Chipman acknowledged the squadron’s 33-percent experience rate is “extremely low,” saying he’d love to have it above 50 percent, and preferably close to 75 percent. “It’s a little bit of a heavy lift right now, because we’re literally building both an F-35 squadron and [we’re] also building the F-35 community at the same time,” added Chipman, who served as the director of operations for the 356th Fighter Squadron as it was bedding down its Lightning IIs, before moving across the street to lead the 355th. “[The] good news is, they’re not conflicting with each other.”
He often tells his pilots, that if they can fly out of Eielson, which is located about 100 miles from the Arctic circle, they can fly anywhere in the world.
“It’s nothing for us to land on a snow-covered runway. It’s nothing for us to apply the brakes on this aircraft, either taxiing or on rollout from landing,” and not get a response. “That is a normal thing here and we pride ourselves” on being able to handle it, he said.

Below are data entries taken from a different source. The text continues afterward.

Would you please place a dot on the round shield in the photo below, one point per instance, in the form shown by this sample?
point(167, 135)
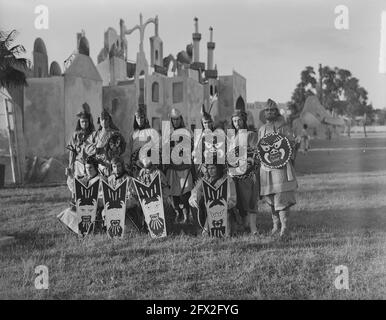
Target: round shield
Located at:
point(243, 168)
point(274, 150)
point(115, 146)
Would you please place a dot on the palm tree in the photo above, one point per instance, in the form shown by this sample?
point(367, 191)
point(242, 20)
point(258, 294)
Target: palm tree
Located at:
point(11, 67)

Learning to operate in such an environment takes practice, which is part part of the reason the wing’s operational tempo is so high. Berkland said the 354th Fighter Wing flies 44 F-35 training sorties a day, plus another 14 daily lines with its F-16 Aggressors. Both F-35 squadrons have already deployed with the jets: the 356th Fighter Squadron went to Exercise Cope North at Andersen Air Fore Base, Guam, in 2021, while the 355th recently returned from its own deployment to Guam.
“It’s awesome to be able to have that kind of communication, which is really key,” noted Chipman. “Although we’re separated by buildings and a roadway, we definitely … stay in touch and we make sure that lessons learned are getting passed.”